Summary of Energy-Aware Scheduling workshop, Linux Kernel Summit 2014Posted on Thursday, September 11, 2014 in Blog By Mike Turquette
Summary of Energy-Aware Scheduling workshop, Linux Kernel Summit 2014
What is energy-aware scheduling?
A topic of increasing interest is the push for energy awareness in the Linux kernel scheduler. While the topic is broad and deep, the general goal is to adapt the Linux kernel scheduler to take into account the energy cost of the decisions it makes and, with knowledge of the underlying hardware platform, make more intelligent decisions that can save power whilst maintaining existing performance levels. This general goal will be achieved through many efforts including new tools to help test changes and validate assumptions, as well as the integration of existing power management subsystems such as CPUfreq and CPUidle with the scheduler.

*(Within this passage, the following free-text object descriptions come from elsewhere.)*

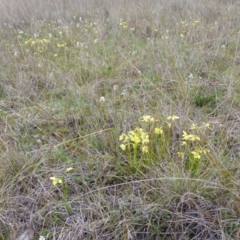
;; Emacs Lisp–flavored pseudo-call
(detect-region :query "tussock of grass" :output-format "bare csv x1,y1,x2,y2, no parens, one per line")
1,0,240,239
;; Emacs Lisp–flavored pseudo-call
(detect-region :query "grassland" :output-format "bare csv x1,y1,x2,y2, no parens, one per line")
0,0,240,239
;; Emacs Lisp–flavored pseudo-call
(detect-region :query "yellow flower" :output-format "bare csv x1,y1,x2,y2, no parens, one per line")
139,115,155,122
66,167,73,173
182,131,200,141
167,115,179,121
141,145,149,153
138,129,149,142
120,144,126,151
200,148,210,154
50,177,62,185
120,21,127,29
142,136,149,145
154,127,163,135
204,123,212,130
119,134,125,141
119,134,128,143
25,39,30,44
177,152,184,158
190,124,198,130
191,151,201,159
119,127,149,150
129,131,141,144
41,39,49,43
57,43,66,48
31,40,37,46
193,20,200,26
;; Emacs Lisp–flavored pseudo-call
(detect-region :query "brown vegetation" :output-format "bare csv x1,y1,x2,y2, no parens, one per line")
0,0,240,239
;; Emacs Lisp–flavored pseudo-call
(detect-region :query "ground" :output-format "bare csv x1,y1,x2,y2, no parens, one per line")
0,0,240,239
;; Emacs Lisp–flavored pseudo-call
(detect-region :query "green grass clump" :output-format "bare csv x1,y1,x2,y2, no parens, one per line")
194,91,217,108
0,0,240,239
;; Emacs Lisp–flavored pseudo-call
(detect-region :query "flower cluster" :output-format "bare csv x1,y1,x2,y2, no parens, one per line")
191,148,209,159
24,38,50,53
50,167,73,185
25,38,49,46
193,19,200,26
84,22,98,34
118,115,211,174
49,168,73,214
119,115,179,154
119,115,179,153
178,122,211,174
118,115,180,172
120,20,127,29
178,147,209,160
180,19,201,38
24,35,68,55
119,127,150,153
182,131,200,143
180,129,209,160
154,127,163,135
139,115,155,122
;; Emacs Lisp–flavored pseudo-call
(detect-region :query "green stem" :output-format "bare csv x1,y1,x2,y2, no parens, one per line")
133,144,138,168
62,182,72,215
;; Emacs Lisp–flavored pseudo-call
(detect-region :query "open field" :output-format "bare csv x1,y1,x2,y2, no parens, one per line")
0,0,240,239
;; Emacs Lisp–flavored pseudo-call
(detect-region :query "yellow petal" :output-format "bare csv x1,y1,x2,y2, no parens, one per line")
120,144,126,151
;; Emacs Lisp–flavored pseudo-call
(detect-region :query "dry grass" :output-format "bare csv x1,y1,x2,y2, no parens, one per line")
0,0,240,239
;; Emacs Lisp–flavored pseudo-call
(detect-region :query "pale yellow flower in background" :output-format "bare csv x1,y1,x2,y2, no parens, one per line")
142,135,149,144
201,148,210,154
167,115,179,121
182,131,200,141
154,127,163,135
50,177,62,185
191,151,201,159
120,144,126,151
193,20,200,26
119,134,129,143
66,167,73,173
141,145,149,153
57,43,66,48
177,152,184,158
190,124,198,130
41,39,49,43
204,123,212,130
120,21,127,29
139,115,155,122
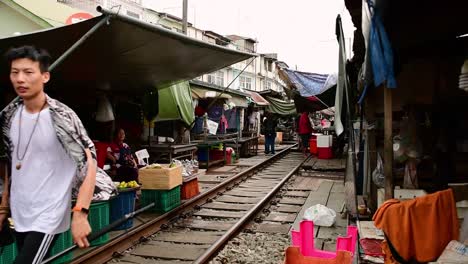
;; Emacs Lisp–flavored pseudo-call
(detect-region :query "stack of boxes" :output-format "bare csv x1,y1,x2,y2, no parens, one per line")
139,165,182,213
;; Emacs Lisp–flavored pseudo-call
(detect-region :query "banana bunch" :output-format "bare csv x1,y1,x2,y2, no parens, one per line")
118,181,139,189
146,163,162,169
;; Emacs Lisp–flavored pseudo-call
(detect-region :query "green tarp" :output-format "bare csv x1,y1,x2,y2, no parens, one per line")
156,81,195,127
266,96,297,116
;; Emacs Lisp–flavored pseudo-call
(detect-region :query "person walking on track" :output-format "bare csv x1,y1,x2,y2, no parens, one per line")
0,46,96,264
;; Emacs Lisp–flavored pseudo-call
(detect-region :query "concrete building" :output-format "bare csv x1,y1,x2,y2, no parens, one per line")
0,0,85,38
58,0,144,19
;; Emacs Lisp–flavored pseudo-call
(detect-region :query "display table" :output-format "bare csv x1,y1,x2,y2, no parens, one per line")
225,136,259,158
141,143,197,163
194,132,238,141
192,140,226,170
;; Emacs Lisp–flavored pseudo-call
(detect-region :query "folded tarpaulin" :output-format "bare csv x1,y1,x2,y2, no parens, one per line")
282,69,337,98
265,96,296,116
155,81,195,127
0,8,254,94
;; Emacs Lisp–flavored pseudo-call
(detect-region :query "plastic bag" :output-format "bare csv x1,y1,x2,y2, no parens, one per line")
372,153,385,188
303,204,336,227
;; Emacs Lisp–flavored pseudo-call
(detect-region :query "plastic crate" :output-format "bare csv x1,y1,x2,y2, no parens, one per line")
141,186,181,213
48,230,72,264
0,242,17,264
197,149,209,161
181,177,200,200
318,147,333,159
309,138,317,154
110,189,136,230
88,201,110,246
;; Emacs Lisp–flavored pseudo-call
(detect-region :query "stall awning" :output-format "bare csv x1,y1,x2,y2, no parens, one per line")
228,96,248,108
191,87,232,99
156,81,195,127
189,80,249,107
282,69,337,98
247,91,270,106
265,96,296,116
0,8,255,94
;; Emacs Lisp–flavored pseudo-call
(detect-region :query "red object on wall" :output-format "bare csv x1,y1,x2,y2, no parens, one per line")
94,141,109,169
66,12,93,25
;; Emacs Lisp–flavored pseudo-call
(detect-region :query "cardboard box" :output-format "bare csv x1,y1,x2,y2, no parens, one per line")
139,164,182,190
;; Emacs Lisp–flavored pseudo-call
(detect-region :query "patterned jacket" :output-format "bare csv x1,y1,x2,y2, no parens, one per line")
0,94,114,198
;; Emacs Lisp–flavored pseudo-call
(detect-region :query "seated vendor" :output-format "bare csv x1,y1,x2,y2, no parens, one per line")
107,128,139,183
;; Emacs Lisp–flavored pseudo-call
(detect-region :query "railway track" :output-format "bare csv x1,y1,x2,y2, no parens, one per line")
70,145,309,264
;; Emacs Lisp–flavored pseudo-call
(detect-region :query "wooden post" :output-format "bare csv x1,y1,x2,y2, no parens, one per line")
384,86,394,200
365,96,378,210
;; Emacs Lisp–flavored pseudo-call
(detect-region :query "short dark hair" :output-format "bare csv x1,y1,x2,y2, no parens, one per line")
5,45,51,73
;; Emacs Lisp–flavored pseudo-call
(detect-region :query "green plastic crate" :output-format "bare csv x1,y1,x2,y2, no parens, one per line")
0,242,17,264
88,201,110,246
48,230,72,264
141,186,181,213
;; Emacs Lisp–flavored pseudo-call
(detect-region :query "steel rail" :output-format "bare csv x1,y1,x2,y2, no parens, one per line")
70,144,297,264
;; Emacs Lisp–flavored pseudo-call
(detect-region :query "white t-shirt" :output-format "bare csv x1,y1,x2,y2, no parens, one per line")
9,107,77,234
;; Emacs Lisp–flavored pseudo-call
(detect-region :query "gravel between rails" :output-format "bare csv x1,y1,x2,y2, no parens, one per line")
210,232,290,264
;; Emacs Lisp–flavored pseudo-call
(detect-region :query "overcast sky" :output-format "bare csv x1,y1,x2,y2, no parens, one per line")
142,0,355,74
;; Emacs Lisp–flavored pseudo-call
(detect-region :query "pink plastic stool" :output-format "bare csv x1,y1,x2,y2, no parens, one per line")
291,220,358,258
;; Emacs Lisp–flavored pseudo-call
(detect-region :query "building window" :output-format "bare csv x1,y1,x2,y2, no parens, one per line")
126,10,140,19
239,76,252,90
208,71,224,86
265,81,272,90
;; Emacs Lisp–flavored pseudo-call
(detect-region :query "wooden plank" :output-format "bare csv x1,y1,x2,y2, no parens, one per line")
193,209,244,218
237,186,272,192
288,177,323,191
118,255,191,264
331,183,345,193
254,223,291,234
216,195,260,204
197,175,223,183
131,241,206,260
251,176,282,180
316,226,347,239
153,231,221,244
292,180,334,232
224,190,267,197
323,241,336,252
201,202,252,211
384,86,393,200
276,205,302,213
284,191,310,198
176,219,235,231
238,183,277,189
279,197,307,205
264,212,296,223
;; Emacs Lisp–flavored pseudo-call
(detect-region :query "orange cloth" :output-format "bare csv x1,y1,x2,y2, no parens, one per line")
373,189,459,263
283,247,353,264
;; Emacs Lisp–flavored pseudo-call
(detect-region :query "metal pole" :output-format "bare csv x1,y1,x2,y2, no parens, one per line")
384,86,393,200
49,16,109,71
182,0,188,35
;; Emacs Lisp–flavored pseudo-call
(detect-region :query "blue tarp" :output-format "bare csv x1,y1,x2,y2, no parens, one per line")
283,69,337,97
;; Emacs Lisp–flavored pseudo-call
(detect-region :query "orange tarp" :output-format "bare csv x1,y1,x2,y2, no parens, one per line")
373,189,459,263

The end result will be Linux-powered devices that consume less energy, manage thermal events with panache and perhaps are even more performant. This is a boon for battery-powered mobile devices, big iron data centers and everything in between and the backgrounds of the workshop attendees reflect that.
The 2014 edition of the Linux Kernel Summit hosted a single day workshop focused on the topic. The original agenda can be found here.

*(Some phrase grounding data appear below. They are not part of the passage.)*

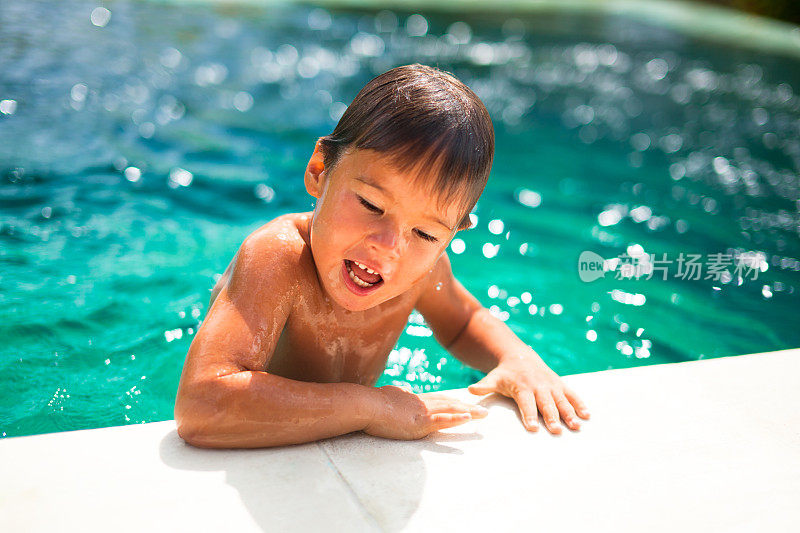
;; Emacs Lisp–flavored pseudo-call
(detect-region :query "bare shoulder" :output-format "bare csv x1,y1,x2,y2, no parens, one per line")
233,212,314,292
208,212,315,311
247,212,311,262
177,214,313,399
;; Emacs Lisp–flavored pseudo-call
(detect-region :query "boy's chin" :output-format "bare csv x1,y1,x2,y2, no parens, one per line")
334,285,401,312
339,298,381,312
336,288,390,312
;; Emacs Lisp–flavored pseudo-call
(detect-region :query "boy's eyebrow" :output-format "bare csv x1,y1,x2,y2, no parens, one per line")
354,175,455,232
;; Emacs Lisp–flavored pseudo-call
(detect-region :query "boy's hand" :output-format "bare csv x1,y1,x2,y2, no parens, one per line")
363,385,489,440
467,354,590,434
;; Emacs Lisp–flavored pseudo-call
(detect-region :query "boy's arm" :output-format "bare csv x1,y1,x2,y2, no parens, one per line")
414,252,590,434
208,252,237,309
174,231,379,449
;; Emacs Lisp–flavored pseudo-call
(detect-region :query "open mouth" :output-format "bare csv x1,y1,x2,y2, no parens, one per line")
341,259,384,295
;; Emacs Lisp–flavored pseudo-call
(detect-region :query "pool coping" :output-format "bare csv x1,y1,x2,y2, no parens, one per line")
2,348,799,532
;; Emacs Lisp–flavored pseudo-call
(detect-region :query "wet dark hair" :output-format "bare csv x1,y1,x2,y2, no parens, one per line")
318,63,494,230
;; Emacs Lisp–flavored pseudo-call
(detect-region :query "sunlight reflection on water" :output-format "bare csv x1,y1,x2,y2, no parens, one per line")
0,0,798,436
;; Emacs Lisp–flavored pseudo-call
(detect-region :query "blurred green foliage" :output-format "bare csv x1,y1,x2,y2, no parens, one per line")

Morten Rasmussen from ARM organized and ran the session, and started things off with a look at the current state of tooling around energy-aware scheduling. Daniel Lezcano and myself, both from Linaro, discussed the recently announced idlestat and rt-app tools. The former is a trace analyzer based on a per-platform energy model to help estimate the energy consumption of a measured workload. Using this tool one can validate changes to the Linux scheduler and get a good idea of whether the change brings a net gain or loss in terms of energy consumption without having to set up actual power measurement hardware in a laboratory setting. Linaro has created a workload generator based on rt-app that allows for simple and complex workloads to be specified in a JSON format and executed on a target to see how the scheduler reacts. One of the key benefits of the tool is that it has lightweight dependencies and does not require an Android stack, a requirement of other synthetic workload tools. Standardization around these tools brings a strong benefit to Linaro members, who can use them internally to tune products for optimal power and performance while receiving the benefits of an open source tool that will hopefully receive wide adoption.

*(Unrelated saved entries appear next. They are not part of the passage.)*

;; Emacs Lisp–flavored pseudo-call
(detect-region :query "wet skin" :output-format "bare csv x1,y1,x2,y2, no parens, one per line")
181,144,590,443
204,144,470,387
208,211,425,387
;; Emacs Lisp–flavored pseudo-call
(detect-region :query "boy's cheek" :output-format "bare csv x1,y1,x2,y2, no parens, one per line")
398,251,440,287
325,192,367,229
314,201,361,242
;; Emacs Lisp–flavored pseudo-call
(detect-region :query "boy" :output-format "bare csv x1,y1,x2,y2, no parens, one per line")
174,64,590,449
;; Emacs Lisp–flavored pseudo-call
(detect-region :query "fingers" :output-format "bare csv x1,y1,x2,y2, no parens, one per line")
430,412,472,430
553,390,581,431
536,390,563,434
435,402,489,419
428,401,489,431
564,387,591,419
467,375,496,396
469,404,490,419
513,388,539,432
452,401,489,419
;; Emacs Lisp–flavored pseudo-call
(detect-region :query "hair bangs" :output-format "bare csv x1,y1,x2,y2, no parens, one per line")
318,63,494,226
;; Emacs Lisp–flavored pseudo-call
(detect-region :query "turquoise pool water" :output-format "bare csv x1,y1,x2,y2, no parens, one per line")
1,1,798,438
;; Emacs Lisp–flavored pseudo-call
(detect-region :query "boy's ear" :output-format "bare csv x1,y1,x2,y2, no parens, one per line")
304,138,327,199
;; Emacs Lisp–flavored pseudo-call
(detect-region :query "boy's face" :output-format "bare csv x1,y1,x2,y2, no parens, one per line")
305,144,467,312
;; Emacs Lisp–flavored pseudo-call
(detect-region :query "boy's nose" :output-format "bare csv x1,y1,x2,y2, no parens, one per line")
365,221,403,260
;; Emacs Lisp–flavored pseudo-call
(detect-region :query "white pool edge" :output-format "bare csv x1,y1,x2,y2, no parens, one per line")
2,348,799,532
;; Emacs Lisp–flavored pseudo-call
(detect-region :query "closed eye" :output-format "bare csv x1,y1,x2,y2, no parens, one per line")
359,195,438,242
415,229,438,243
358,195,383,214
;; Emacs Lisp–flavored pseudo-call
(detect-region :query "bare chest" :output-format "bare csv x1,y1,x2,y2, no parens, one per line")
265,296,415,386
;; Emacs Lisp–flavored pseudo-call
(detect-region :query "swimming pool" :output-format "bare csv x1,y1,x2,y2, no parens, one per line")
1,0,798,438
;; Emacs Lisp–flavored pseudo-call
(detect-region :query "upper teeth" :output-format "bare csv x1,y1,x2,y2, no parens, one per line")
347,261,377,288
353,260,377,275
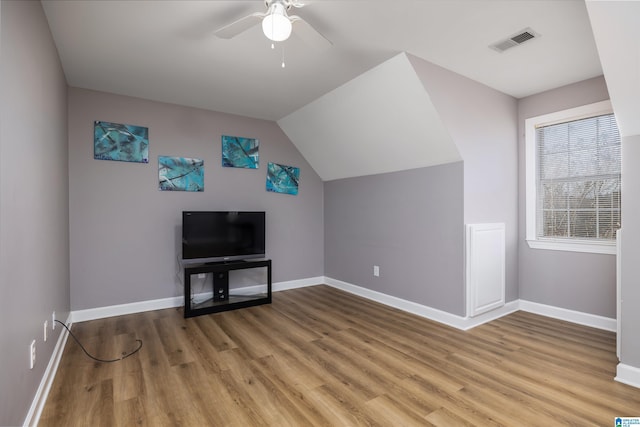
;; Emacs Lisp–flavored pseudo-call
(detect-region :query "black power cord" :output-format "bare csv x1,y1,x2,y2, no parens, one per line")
54,319,143,363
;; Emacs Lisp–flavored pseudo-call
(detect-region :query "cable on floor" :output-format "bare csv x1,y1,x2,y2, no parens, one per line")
54,319,143,363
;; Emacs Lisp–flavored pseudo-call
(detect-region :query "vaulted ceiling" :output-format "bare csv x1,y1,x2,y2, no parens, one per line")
41,1,617,181
42,1,602,121
278,52,464,181
586,1,640,139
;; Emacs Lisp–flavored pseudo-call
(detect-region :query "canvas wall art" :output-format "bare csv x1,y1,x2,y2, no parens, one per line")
94,120,149,163
158,156,204,192
222,135,259,169
266,162,299,195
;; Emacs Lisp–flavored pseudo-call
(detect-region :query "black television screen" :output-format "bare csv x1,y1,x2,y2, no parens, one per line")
182,211,265,264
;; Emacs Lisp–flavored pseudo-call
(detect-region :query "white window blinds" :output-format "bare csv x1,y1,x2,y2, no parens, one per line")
535,113,621,241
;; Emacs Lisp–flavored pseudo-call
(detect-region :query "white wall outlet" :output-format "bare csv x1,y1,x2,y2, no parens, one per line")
44,320,48,342
197,273,206,279
373,265,380,277
52,311,56,330
30,340,36,369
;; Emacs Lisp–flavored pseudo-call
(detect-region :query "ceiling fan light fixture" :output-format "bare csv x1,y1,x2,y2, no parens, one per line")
262,2,292,42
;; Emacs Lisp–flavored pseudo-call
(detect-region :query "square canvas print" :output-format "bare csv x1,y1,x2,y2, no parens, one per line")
266,162,299,195
94,120,149,163
159,156,204,192
222,135,259,169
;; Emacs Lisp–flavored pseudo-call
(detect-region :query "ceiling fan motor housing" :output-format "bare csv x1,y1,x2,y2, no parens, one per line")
262,1,293,42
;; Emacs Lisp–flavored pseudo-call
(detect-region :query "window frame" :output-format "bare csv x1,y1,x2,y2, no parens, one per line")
525,100,618,255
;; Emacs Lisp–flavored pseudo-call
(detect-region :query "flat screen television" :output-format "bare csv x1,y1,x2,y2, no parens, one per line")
182,211,265,264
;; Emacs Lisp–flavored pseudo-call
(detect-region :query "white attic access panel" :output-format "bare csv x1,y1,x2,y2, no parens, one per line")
466,223,506,318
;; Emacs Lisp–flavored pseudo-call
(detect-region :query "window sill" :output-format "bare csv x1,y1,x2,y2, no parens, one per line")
526,239,616,255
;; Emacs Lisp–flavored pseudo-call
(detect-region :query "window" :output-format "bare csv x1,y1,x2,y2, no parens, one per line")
525,100,621,254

A quick survey to see what tools the attendees were using yielded many answers. Common choices were ebizzy and Geekbench. For those shipping Android devices the workload generation and benchmarks were typically Android-specific, such as Quadrant, and thus not helpful to anyone not using Android. Similarly some attendees had access to internal tools that estimated power or energy consumption of a target, but they were mostly platform- and machine-specific and likely proprietary. The response to idlestat and rt-app was thus positive, as they impose few requirements on the user and hopefully will scale to various types of machines, workloads and power models.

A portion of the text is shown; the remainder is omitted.